When there's a need for temporary cooling, schools can't afford to be delayed by long delivery times, so it's important to work with a supplier that has a large inventory and quick delivery options.
Institutions also should select a rental partner that is flexible enough to consider various financial arrangements. Even if cash flow is limited or there is not budget for a major capital expenditure, customized rental agreements, including rent-to-own programs, can be drafted to meet specific needs.
Beyond the Crisis
Although a well-planned temporary cooling strategy enables schools and universities to prevent a worst-case scenario, it also may uncover additional opportunities for institutions to take advantage of benefits from temporary cooling:
Temporary cooling units often are the most reliable and most energy-efficient HVAC models on the market. By installing a temporary unit, schools and universities can validate energy savings and system requirements before purchasing new chiller equipment. In this "try before you buy" scenario, institutions may be able to rent the exact equipment slated for purchase. In addition, once a permanent replacement is specified, having a rental chiller in place enables operations to continue undisturbed while new equipment is ordered and installed.
Conserve the bottom line
When capital budgets are threatened, renting cooling equipment provides access to the newest technologies without making a long-term financial commitment to purchase. As an operational expense, temporary cooling can:
Bridge the gap until the economic climate stabilizes and budgeting issues can be resolved.
Provide additional cooling capacity during seasonal heat waves or natural disasters.
Offer universities the flexibility to accommodate peaks in enrollment as more adults head back to school.
Provide K-12 schools the capacity to provide comfortable environments during what is often the warmest time of the year.
Minimize downtime and risk
In the event of a cooling crisis, time is critical. Institutions must be prepared with backup — even backup to the backup — if they are to minimize downtime. In the wake of such an emergency, rental systems provide both redundancy cooling and peace of mind. They also can help to minimize risk during more routine circumstances.
When taking a chiller offline for scheduled maintenance, for example, temporary equipment enables operations to continue while those procedures are being performed.
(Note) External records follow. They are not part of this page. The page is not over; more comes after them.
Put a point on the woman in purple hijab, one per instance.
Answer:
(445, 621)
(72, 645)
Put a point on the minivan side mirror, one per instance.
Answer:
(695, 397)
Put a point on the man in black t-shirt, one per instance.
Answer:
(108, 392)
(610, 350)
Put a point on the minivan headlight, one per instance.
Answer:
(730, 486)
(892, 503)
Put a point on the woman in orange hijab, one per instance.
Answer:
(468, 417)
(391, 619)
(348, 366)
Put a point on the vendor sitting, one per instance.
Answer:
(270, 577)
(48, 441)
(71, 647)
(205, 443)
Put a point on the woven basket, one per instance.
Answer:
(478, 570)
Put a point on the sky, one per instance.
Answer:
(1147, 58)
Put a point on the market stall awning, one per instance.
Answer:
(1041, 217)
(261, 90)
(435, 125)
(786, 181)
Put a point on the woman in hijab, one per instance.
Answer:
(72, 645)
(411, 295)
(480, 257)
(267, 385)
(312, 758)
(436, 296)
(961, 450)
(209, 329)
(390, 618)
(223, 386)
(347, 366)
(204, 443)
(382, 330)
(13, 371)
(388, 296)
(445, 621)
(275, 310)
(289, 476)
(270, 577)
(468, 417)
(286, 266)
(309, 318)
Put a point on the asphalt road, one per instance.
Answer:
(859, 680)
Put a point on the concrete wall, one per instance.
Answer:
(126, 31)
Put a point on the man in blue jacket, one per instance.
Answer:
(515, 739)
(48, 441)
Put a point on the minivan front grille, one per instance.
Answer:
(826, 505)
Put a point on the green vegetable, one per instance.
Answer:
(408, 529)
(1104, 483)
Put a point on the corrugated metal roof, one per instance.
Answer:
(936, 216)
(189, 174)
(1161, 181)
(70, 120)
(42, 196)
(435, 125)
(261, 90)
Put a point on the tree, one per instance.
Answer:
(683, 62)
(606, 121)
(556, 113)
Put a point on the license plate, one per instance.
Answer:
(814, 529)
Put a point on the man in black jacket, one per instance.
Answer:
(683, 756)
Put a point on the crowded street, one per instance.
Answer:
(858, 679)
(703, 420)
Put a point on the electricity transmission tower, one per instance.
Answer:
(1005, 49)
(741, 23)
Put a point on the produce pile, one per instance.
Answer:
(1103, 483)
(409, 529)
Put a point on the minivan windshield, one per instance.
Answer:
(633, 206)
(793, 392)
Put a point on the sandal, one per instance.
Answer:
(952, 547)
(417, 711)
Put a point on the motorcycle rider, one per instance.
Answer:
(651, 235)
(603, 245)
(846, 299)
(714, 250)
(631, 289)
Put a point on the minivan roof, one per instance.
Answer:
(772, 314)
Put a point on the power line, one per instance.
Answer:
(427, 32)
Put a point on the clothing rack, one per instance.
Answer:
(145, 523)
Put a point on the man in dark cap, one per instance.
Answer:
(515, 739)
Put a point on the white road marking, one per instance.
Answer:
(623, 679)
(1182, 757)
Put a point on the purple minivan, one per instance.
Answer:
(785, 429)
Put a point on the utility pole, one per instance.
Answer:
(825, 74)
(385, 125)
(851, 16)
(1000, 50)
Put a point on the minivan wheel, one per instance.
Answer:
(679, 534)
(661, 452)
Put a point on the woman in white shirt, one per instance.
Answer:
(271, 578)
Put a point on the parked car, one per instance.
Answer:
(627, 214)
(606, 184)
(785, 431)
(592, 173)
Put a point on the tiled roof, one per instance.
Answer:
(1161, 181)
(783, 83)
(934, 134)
Because there is no need to rush to get the unit back online, planners can have peace of mind knowing maintenance is being done thoroughly and correctly — the first time.
- Read the "Planning Today for Tomorrow" sidebar to learn about contingency plans for temporary cooling.
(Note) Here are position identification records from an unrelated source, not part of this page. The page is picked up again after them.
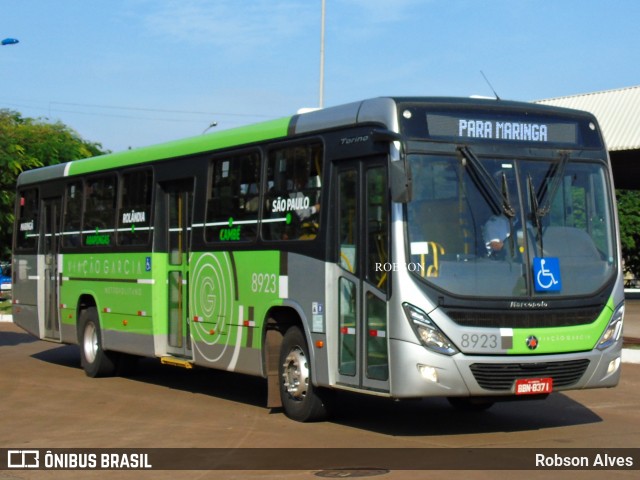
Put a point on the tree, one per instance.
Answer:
(629, 216)
(27, 143)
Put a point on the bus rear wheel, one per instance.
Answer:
(300, 400)
(95, 361)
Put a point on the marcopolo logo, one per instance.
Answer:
(532, 342)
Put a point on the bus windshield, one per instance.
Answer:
(510, 227)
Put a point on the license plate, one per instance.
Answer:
(534, 386)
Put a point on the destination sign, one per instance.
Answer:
(477, 126)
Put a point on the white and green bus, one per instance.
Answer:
(398, 247)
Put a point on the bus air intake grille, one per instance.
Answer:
(491, 376)
(525, 318)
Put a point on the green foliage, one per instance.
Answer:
(27, 143)
(629, 214)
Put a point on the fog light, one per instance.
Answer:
(613, 366)
(428, 373)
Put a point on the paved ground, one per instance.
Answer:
(46, 401)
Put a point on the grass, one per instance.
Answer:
(5, 306)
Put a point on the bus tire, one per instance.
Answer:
(300, 400)
(94, 360)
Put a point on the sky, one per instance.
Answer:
(131, 73)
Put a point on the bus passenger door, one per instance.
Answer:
(363, 247)
(50, 243)
(178, 209)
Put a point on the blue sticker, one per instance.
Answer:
(546, 274)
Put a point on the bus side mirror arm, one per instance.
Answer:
(401, 182)
(400, 170)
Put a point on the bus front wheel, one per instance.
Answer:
(300, 399)
(95, 361)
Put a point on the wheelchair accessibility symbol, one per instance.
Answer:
(546, 272)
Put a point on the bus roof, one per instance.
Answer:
(380, 111)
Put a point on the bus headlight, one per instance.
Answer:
(428, 332)
(613, 331)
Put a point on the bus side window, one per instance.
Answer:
(134, 214)
(233, 200)
(100, 208)
(27, 235)
(292, 206)
(72, 215)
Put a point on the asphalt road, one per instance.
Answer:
(47, 402)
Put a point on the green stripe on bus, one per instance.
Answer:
(551, 340)
(228, 138)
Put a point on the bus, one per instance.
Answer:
(398, 247)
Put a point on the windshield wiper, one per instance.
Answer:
(550, 184)
(498, 198)
(541, 202)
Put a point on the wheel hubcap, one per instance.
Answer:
(296, 373)
(90, 343)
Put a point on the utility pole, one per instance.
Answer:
(321, 102)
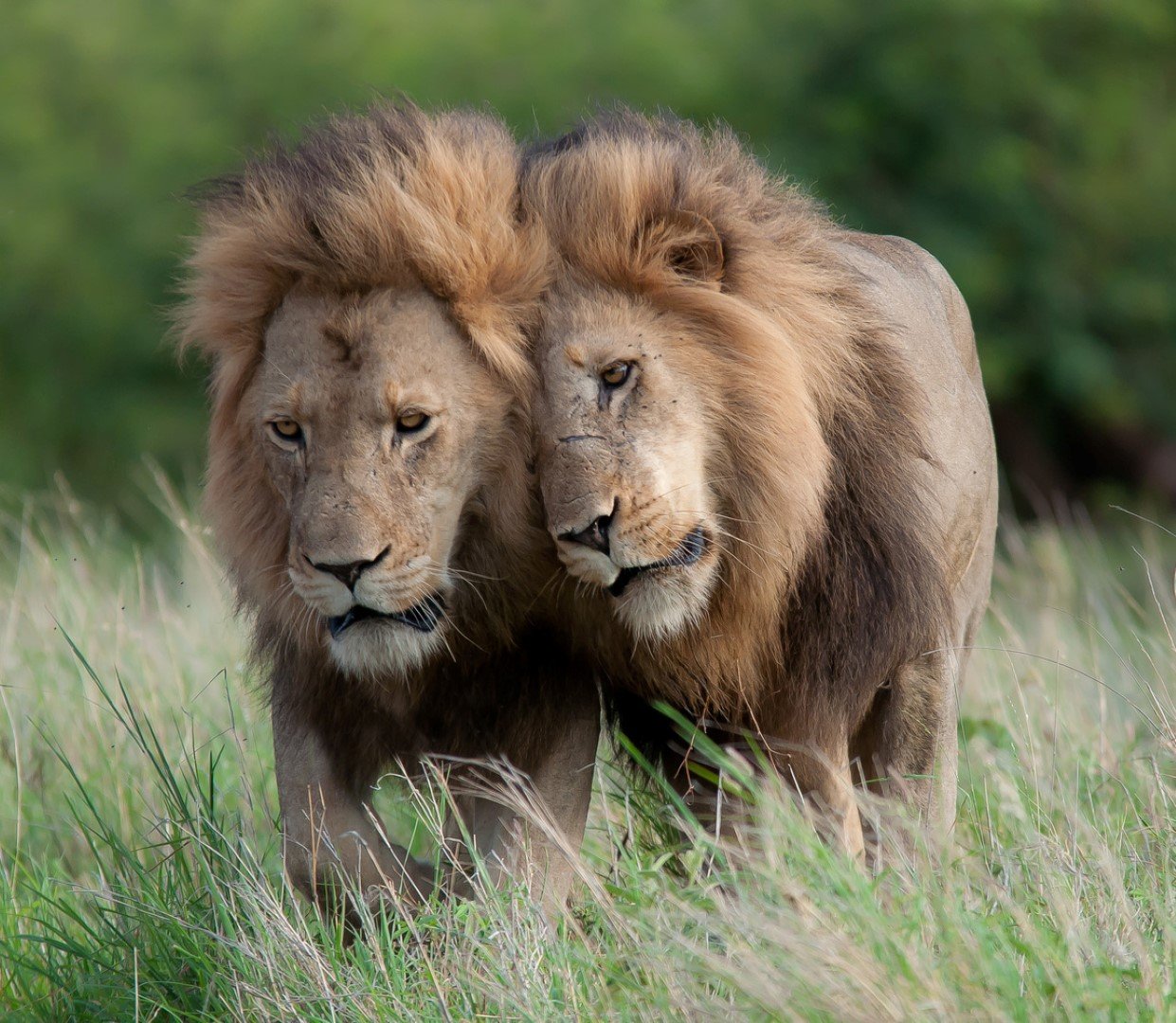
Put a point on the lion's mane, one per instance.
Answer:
(819, 605)
(393, 198)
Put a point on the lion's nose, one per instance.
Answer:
(595, 535)
(348, 574)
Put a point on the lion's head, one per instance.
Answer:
(725, 432)
(362, 298)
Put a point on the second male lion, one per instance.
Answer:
(765, 447)
(362, 298)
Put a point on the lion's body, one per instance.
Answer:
(364, 300)
(788, 506)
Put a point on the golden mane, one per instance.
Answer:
(816, 412)
(395, 198)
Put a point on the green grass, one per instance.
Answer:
(137, 841)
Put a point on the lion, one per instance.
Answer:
(766, 456)
(365, 300)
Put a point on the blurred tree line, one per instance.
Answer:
(1030, 145)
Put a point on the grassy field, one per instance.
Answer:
(137, 843)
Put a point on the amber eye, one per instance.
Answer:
(615, 374)
(287, 429)
(411, 422)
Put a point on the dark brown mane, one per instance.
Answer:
(847, 585)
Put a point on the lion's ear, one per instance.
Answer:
(686, 243)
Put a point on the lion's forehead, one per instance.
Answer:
(366, 358)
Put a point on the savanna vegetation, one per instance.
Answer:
(142, 872)
(1028, 144)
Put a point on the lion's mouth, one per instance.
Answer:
(424, 617)
(688, 551)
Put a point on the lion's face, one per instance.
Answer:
(373, 417)
(625, 449)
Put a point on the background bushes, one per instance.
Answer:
(1029, 145)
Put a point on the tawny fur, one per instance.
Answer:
(384, 246)
(832, 575)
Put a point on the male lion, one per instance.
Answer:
(764, 443)
(362, 298)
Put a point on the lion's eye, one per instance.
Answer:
(287, 429)
(615, 374)
(411, 422)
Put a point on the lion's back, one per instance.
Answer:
(931, 322)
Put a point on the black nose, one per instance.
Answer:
(594, 536)
(348, 574)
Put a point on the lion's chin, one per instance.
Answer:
(379, 648)
(655, 609)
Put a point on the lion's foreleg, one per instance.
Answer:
(823, 778)
(530, 828)
(333, 843)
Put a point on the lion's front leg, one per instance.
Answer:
(333, 843)
(528, 828)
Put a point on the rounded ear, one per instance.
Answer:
(686, 243)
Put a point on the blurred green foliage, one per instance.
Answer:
(1029, 144)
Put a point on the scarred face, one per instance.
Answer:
(375, 420)
(624, 444)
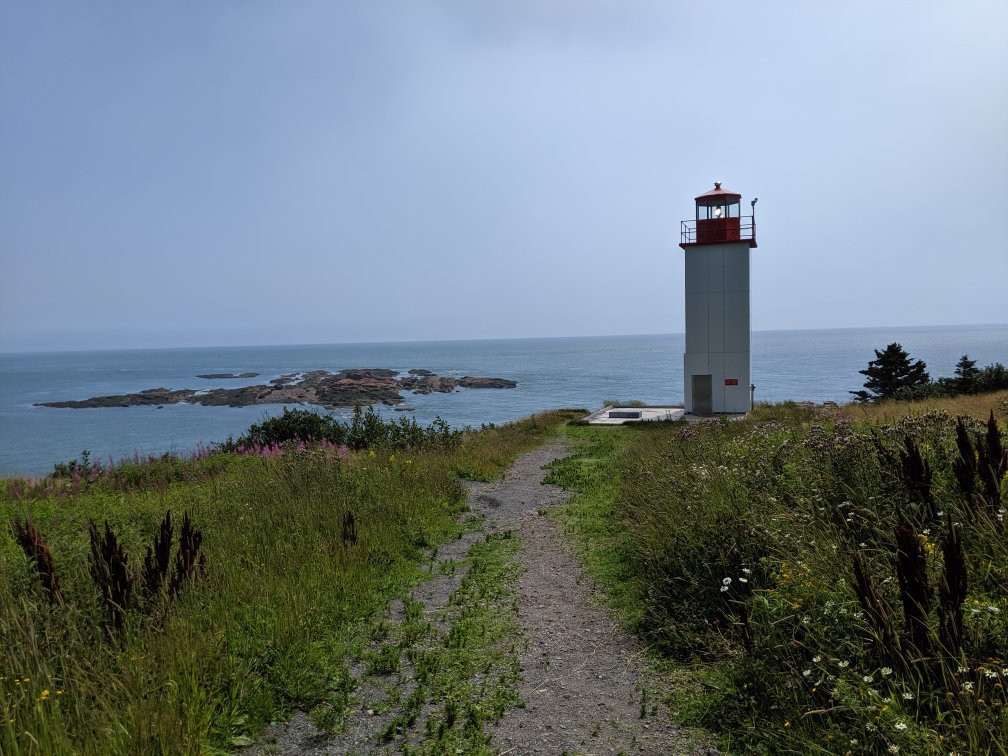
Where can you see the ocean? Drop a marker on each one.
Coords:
(562, 372)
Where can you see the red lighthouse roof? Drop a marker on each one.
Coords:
(719, 196)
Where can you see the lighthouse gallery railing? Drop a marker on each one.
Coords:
(719, 230)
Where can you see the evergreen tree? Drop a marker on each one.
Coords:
(890, 371)
(966, 375)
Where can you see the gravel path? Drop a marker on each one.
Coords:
(584, 679)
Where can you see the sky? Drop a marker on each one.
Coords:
(241, 172)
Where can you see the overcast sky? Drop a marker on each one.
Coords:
(187, 173)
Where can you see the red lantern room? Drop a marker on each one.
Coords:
(719, 220)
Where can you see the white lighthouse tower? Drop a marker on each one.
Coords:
(716, 363)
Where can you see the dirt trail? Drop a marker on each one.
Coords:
(583, 678)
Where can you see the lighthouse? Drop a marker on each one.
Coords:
(716, 363)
Planning Today for Tomorrow
Temporary cooling offers schools and universities the flexibility they need today, while providing a consistently comfortable, productive learning environment for students.
Whether planned or unplanned, short or long term, contingency plans for temporary cooling can be developed to cover:
Lack of available capital to purchase new chillers.
Emergency cooling in the wake of equipment breakdown.
Peaks in enrollment.
Changes in schedules, such as a move to accommodate year-round learning.
Seasonal heat waves or natural disasters.
Taking a chiller offline for routine maintenance but need operations to continue.
Stand-by cooling when a primary or backup system fails.
Delays while waiting for new chiller equipment to be installed.
Although temporary cooling most frequently is associated with emergencies, it provides benefits under a number of circumstances and offers peace of mind when cooling is critical to maintaining operations and providing a comfortable, productive learning environment.